Grab Your Passport: Let’s Take a Global Tour of Carbon Negativity!


Carbon negativity: a recap

You might have heard of the term “carbon neutrality,” which refers to having net-zero carbon emissions. Put in simpler terms: carbon neutral means you emit as much carbon into the atmosphere as you remove from the atmosphere.

Carbon negativity, however, goes a step further, referring to emitting less carbon into the atmosphere than you remove from the atmosphere. It’s not just neutral for the environment; it’s better for the environment.
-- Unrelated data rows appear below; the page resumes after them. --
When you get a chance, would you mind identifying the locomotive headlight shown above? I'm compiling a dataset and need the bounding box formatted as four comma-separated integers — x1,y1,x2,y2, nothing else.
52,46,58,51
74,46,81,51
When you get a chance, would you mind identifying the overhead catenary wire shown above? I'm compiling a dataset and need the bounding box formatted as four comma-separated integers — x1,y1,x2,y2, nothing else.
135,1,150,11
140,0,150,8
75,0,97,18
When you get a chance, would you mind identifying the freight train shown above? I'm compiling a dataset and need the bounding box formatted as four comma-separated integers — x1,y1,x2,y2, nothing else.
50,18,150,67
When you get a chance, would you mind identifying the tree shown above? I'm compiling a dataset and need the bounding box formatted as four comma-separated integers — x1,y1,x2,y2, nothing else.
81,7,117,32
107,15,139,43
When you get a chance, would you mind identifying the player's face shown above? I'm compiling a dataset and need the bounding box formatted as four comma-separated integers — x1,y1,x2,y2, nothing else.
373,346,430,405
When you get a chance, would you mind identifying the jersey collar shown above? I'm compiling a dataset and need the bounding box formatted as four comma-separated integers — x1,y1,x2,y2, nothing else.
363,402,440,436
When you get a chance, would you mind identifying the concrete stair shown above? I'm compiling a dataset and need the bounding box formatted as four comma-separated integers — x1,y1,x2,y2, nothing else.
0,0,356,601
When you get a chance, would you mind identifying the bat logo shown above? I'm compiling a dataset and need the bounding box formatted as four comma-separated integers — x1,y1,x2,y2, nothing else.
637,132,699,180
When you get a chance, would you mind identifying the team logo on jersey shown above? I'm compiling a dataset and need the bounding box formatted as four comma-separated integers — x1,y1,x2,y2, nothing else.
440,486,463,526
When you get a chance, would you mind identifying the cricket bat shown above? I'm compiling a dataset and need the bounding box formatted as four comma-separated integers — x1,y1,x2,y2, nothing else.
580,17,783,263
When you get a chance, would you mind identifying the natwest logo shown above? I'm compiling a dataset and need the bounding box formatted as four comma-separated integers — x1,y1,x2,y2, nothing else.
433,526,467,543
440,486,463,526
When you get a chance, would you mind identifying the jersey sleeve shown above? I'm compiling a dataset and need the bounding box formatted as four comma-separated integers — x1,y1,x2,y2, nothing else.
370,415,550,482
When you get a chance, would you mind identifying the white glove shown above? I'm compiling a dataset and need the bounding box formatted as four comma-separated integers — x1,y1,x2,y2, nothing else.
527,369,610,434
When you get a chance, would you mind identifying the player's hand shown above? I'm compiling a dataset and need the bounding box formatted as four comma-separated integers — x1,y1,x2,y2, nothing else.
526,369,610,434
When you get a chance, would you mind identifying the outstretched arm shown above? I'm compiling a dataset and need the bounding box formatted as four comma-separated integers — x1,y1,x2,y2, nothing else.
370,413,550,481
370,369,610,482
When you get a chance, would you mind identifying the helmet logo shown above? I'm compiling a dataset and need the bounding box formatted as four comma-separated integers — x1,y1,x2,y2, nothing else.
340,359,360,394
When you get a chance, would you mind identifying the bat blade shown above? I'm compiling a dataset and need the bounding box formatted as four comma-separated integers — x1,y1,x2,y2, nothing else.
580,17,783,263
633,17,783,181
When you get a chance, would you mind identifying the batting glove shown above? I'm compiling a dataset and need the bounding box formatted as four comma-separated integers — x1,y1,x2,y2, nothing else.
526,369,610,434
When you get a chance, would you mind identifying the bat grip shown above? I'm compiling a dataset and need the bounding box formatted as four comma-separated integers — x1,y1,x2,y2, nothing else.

Okay, so what does it mean to emit carbon? Well, activities such as burning fossil fuels (by driving cars or using fossil fuels to power factories, for example) emit carbon dioxide into the atmosphere, hence the term.

Carbon dioxide isn’t the only greenhouse gas, but it is a significant one. In 2019, for instance, it accounted for about 80 percent of all US greenhouse gas emissions due to human activities.

How is it possible to achieve carbon negativity, then? Often, carbon neutrality and negativity make use of strategies such as tree planting, carbon capture technologies, and creative waste management.

It’s important to note that the definitions, strategies, and calculations at play are nuanced and complex. Definitions of “negative emissions” can vary (such as by counting direct or indirect emissions) and some strategies, such as carbon capture technologies used by the oil and gas industry, can be controversial.

Carbon removal and storage techniques can’t be alternatives to reducing emissions in the first place! Indeed, carbon neutrality and negativity are just two tools in the climate activism toolkit

What is “carbon offsetting?”

Offsets are one way to help achieve carbon neutrality or negativity. It’s a huge subject, but simply put, carbon offsetting refers to purchasing credits for carbon emissions reductions. In other words, it helps to pay for activities that remove carbon from the atmosphere as compensation for emitting carbon into the atmosphere elsewhere.

A global tour

Now that we’re familiar with the term, let’s turn our attention to the wider world and look at some examples of carbon negativity around the globe.

Here in Canada, the federal government has committed to achieving net-zero emissions by 2050 through the Canadian Net-Zero Emissions Accountability Act, which was introduced in Parliament in November of 2020. We’re not alone: more than 120 countries have committed to net-zero emissions by 2050 (including all other G7 nations).

The year 2050 is, admittedly, quite a long way into the future. And carbon negativity? That’s an even bigger challenge!

Companies

Several notable companies have recently pledged to go carbon negative, including US-based Microsoft and IKEA (whose headquarters are currently in the Netherlands). Both are aiming for 2030.

Schools

Schools around the world are also embracing carbon negativity. For example, Finland’s LUT University is planning to be carbon negative as soon as 2024. In the Southern Hemisphere, Australia’s AUT (Australian National University) has announced that it will achieve carbon negativity before 2050.

Countries

Amazingly, several entire countries are already carbon negative. Bhutan is a small country in the Himalayas, famous for becoming the first carbon-negative country. It was able to go carbon negative, in large part, thanks to its vast woodland forests and hydropower. Perhaps even more fascinating is its commitment to “Gross National Happiness” rather than their Gross Domestic Product.

Suriname is another example of a carbon-negative country. This small country in South America is 93 percent covered in forest, which helps it achieve carbon negativity.

What can we do as individuals?

We’re home now from our global tour. Once your jetlag has subsided, it’s time to apply these concepts to our daily lives! Here are some tips to get started.

At work and/or school

  • Join or form a “green team” that helps make eco-friendly choices.
  • Develop a compost program for food scraps.
  • Develop a recycling program (including for electronics).
  • For offices, push for remote work options.
  • Plant veggie or pollinator-friendly gardens.
  • Partner with, and volunteer for, local environmental groups.

At home

  • Talk about it with others (maybe share this article with friends and family members!).
  • Going on a trip? Consider purchasing carbon offsets.
  • If you’re purchasing a new vehicle, consider a fuel-efficient, hybrid, or electric version.
  • Walk, cycle, or take transit rather than driving, when possible.
  • Eat lower on the food chain more often.
  • Volunteer with local environmental groups.
  • Vote for leaders committed to environmental action.

By applying carbon negativity to the world around us, we work to evaluate (and continually re-evaluate) how we can move toward global sustainability, together.

“Where does our ‘carbon tax’ go?”

Carbon pricing exists across Canada in various forms, as a way to put a price on carbon pollution. In BC, for example, the carbon tax applies to the purchase and use of fossil fuels and is estimated to cover 70 percent of the province’s greenhouse gas emissions. The tax is meant to help encourage people to make more eco-friendly choices, such as taking public transportation.

Revenues remain in the jurisdiction in which they were collected. For example, proceeds can go toward household rebates, small business tax cuts, or reinvestments back into the economy (such as to help encourage efforts like green infrastructure and renewable energy).